For more information, please see the Task Adapter section.
Page¶
The Page system is one of the game-changing features of Big Data Processor. It displays interactive web contents in a sandbox environment. The following lists the details of different types of the Page.
- Customizable Pages
Customizable Pages are written by Package developers and stored in the Package folder. They are just html, css and javascript files that are displayed in a sandbox environment. We allow developers to use any front-end framework or any javascript library. This enables us to display all kinds inveractive contents for users, such as interactive documentations , data visualizations, guiding users to execute tasks, etc. We provide a Page client API for developers to directly communicate with the system with javascript functions. Developers can just call our javascript API functions to achieve many things, such as file downloads/uploads, list project files, etc. Basically, the goal of the client API functions is to allow developers to customize web user interfaces for all working stages. There are three entry ways to view customizable Pages.
Project Page: Project Pages are the main entry points for Packages that are selected in the Project. Developers may design pages of documentations, pages to guide users to execute tasks, etc.
Result Page: A Result Page can be used to interactively display results of specific Tasks. Right after submitting a Task to execute, a corresponding Result record is created. Then, users can view the Result Page for that Result Record, if the Package developers provide the web pages and configure them correctly.
DataFile Page: A DataFile Page is like the Result Page except that it corresponds to a DataFile record. That is, a DataFile Page can be displayed when users have selected a DataFile record. Package developers can develope multiple interactive visualizations for each type of DataFile records.
- Non-customizable Pages
There are two types of the non-customizable Pages, the Static File Page (or just Static Page) and the Proxy Page. The Static Page is a specialized DataFile Page which display an index page for the folder-typed DataFile records. For each folder, our system hosts a microservice to serve the corresponding file index page. Users can view file structures through the file index page just like FTP file lists.

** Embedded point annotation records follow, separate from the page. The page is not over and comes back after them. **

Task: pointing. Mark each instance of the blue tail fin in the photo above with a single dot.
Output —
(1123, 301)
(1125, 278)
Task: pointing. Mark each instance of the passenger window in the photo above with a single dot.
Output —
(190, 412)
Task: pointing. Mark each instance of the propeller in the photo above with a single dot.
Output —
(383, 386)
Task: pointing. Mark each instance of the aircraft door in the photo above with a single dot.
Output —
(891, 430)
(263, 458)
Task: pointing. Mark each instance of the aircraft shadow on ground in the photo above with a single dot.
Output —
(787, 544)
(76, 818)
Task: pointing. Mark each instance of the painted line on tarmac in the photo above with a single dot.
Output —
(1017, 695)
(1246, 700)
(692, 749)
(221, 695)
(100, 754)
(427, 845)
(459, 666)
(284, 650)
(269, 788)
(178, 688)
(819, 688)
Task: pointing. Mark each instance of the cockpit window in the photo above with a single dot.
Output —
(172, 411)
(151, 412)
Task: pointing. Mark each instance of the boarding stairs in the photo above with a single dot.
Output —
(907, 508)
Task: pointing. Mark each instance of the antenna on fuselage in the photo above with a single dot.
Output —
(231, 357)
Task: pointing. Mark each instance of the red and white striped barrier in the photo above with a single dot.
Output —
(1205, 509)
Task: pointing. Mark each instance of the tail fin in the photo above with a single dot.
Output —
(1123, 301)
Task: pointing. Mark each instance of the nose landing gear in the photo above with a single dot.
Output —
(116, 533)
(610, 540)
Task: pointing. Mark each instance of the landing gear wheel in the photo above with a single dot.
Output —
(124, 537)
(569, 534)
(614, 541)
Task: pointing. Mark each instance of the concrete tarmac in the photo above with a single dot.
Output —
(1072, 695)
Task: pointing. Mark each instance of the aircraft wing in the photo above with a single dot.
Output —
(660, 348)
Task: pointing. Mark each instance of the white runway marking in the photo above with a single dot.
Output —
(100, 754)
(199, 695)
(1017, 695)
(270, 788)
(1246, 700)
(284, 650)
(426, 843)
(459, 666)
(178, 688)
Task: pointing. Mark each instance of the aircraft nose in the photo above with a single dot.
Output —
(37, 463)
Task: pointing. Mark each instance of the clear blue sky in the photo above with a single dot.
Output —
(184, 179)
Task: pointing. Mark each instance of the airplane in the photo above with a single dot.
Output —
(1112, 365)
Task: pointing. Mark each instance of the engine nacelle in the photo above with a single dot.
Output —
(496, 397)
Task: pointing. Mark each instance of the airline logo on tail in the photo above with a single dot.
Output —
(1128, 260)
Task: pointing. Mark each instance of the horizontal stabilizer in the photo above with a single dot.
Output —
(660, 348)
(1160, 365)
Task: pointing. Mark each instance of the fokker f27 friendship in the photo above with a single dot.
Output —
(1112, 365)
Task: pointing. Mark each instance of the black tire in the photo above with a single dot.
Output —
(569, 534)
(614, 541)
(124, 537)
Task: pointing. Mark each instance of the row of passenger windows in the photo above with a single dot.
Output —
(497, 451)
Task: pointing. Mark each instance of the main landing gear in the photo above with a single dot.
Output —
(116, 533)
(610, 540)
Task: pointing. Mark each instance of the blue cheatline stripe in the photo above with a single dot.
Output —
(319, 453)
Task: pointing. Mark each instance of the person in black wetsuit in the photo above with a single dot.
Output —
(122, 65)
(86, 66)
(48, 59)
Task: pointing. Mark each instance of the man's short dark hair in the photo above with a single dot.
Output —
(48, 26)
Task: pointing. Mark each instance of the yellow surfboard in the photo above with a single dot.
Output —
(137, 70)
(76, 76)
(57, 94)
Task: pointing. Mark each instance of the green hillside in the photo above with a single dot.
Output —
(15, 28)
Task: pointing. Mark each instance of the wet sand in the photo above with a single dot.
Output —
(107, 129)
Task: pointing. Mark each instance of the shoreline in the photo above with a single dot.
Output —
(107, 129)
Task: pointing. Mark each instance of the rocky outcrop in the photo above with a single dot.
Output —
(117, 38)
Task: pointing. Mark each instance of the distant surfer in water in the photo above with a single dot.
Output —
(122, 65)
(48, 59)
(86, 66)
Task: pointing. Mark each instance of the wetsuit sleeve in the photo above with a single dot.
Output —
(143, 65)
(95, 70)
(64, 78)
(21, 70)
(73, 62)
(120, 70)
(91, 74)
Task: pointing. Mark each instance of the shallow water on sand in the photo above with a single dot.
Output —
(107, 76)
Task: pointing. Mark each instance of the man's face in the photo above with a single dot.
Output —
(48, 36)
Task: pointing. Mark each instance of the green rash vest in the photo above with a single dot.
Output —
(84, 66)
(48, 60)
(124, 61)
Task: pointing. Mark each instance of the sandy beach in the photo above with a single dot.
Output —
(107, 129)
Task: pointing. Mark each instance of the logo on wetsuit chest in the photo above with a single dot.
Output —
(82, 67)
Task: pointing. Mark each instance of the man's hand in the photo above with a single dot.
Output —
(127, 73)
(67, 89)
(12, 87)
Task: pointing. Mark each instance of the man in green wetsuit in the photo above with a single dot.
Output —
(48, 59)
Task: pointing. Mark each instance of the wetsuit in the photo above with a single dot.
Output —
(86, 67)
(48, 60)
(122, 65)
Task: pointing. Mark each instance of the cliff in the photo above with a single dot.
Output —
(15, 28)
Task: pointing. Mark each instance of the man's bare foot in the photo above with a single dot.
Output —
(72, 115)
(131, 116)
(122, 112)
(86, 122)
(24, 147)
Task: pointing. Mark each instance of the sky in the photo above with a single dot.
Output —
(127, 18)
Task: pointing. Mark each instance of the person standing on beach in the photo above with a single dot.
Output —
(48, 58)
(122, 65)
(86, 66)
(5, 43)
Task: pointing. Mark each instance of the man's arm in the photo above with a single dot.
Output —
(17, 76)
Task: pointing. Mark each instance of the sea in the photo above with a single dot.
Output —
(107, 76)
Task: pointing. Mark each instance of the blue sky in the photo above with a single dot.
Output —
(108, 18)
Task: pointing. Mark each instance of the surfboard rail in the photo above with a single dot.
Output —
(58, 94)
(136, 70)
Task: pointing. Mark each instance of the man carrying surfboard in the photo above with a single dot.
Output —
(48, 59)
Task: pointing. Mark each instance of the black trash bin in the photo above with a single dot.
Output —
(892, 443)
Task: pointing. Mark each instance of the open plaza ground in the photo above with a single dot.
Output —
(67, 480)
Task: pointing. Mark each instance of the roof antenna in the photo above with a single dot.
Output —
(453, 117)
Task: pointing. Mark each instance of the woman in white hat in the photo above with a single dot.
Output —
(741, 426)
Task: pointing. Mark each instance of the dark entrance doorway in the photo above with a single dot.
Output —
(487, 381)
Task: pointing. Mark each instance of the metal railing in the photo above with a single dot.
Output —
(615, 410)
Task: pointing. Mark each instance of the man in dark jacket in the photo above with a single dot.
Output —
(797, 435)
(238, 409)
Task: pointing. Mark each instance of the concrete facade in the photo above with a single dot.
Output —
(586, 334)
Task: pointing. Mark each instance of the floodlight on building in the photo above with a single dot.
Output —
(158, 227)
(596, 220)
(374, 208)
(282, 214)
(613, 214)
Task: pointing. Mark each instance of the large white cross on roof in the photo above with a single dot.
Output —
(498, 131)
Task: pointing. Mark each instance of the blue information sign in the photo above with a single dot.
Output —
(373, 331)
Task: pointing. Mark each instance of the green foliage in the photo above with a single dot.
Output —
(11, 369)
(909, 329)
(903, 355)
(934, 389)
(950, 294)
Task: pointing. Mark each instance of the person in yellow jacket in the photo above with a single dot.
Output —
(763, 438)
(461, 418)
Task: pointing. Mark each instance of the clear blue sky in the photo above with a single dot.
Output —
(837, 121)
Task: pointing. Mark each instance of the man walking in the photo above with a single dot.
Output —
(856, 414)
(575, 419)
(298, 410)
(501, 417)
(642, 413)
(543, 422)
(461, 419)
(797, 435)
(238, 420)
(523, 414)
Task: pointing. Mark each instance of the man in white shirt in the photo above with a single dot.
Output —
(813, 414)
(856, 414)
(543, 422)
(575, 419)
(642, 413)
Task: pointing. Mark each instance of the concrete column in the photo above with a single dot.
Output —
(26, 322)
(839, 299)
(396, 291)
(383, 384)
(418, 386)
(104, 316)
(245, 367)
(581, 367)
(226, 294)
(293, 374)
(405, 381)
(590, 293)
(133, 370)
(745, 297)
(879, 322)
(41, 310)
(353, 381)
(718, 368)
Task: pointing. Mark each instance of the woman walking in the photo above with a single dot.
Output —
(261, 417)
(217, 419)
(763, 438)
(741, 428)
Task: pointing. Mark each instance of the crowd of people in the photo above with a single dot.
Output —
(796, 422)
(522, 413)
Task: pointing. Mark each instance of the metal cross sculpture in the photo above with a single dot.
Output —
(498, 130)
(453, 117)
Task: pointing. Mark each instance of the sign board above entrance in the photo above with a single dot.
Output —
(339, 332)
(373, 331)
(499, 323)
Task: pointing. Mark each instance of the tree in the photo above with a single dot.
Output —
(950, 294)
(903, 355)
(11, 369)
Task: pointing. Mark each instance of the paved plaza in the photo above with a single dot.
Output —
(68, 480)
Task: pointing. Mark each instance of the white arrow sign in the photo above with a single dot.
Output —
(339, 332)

The Proxy Page mainly serves for well-developed tools, such as containerized web services. Our system provides the functionalities of the web proxy to serve web contents from the container. It is worth noting that the Big Data Processor can also serve Linux desktop environments inside Docker containers. Thanks to the noVNC package, containerized desktop environments can also be removely connected through http protocol. In this way, users can easily use desktop applications on Linux container through web pages. Sounds cool, right?